A government innovation promotion institution evaluated more than 200 technology innovation projects annually to allocate public funding totaling several billion pesos. The evaluation process relied on expert committees applying qualitative criteria without formal weighting or systematic documentation of justifications. Rejected applicants received no detailed score explanations, and external audits had repeatedly flagged the impossibility of verifying the consistency and fairness of the process.

The problem was compounded by a 40% growth in application volume over three years without a proportional increase in evaluation resources. Evaluators spent an average of 4.2 hours per project just reading and synthesizing documentation, leaving little time for systematic comparative analysis. Internal studies also detected significant variations in scores assigned by different evaluators to identical projects (coefficient of variation: 23%), suggesting a concerning level of structural subjectivity in the process.

Data landscape & sources

The project began with an inventory of available data on calls and evaluations from the past 5 years. Historical data quality and completeness were heterogeneous: the first two years had partial records in digitized paper, while the last three years had structured data in the call management system. Systematic biases were identified in historical data that required specific treatment before using them as a validation reference.

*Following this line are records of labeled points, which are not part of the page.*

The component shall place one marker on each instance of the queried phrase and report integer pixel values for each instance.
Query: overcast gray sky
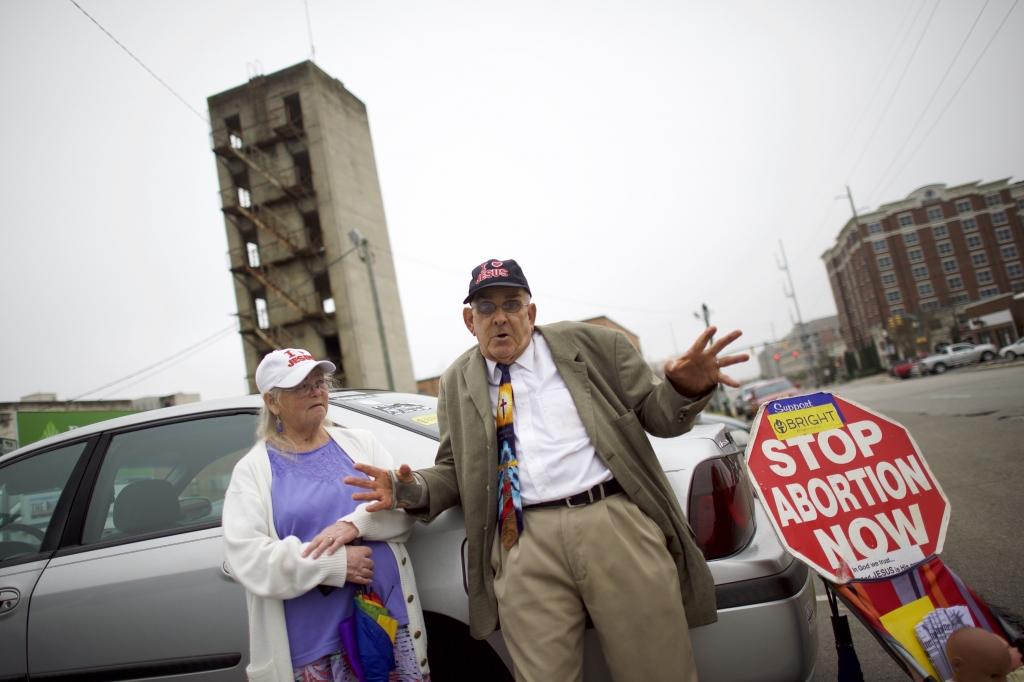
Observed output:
(636, 158)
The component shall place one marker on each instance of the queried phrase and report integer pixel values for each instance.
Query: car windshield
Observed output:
(415, 413)
(774, 387)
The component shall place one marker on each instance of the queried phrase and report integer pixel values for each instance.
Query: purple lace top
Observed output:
(308, 496)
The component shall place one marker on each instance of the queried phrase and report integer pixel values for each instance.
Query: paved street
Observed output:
(969, 423)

• Call management system: structured application forms with 45-80 fields per project depending on program type, including budget, team, timeline, and technical description
• Evaluation history: scores by criterion, evaluator comments, and final decision for 1,200+ projects over 5 years, with variable completeness by call
• Post-award tracking records: milestones met, accountability, and results of funded projects from previous calls for institutional track record assessment
• Evaluator database: profile, experience, institutional affiliation, and prior evaluation history to model and control evaluator bias
• Public applicant information: government registries, tax authority records, and intellectual property databases to verify and enrich declared data
• Regulatory documentation: call guidelines, official criteria, definitions, and declared weightings to calibrate the model against the applicable regulatory framework

Methodology & analysis

The analysis phase had two parallel objectives: understanding how the historical process had worked (including its biases) and designing a scoring framework that was simultaneously rigorous, explainable, and accepted by evaluators. For the first objective, bias analysis was applied using fairness-aware ML techniques; for the second, an iterative co-design process with the institution's evaluation teams took 8 weeks and 14 structured working sessions.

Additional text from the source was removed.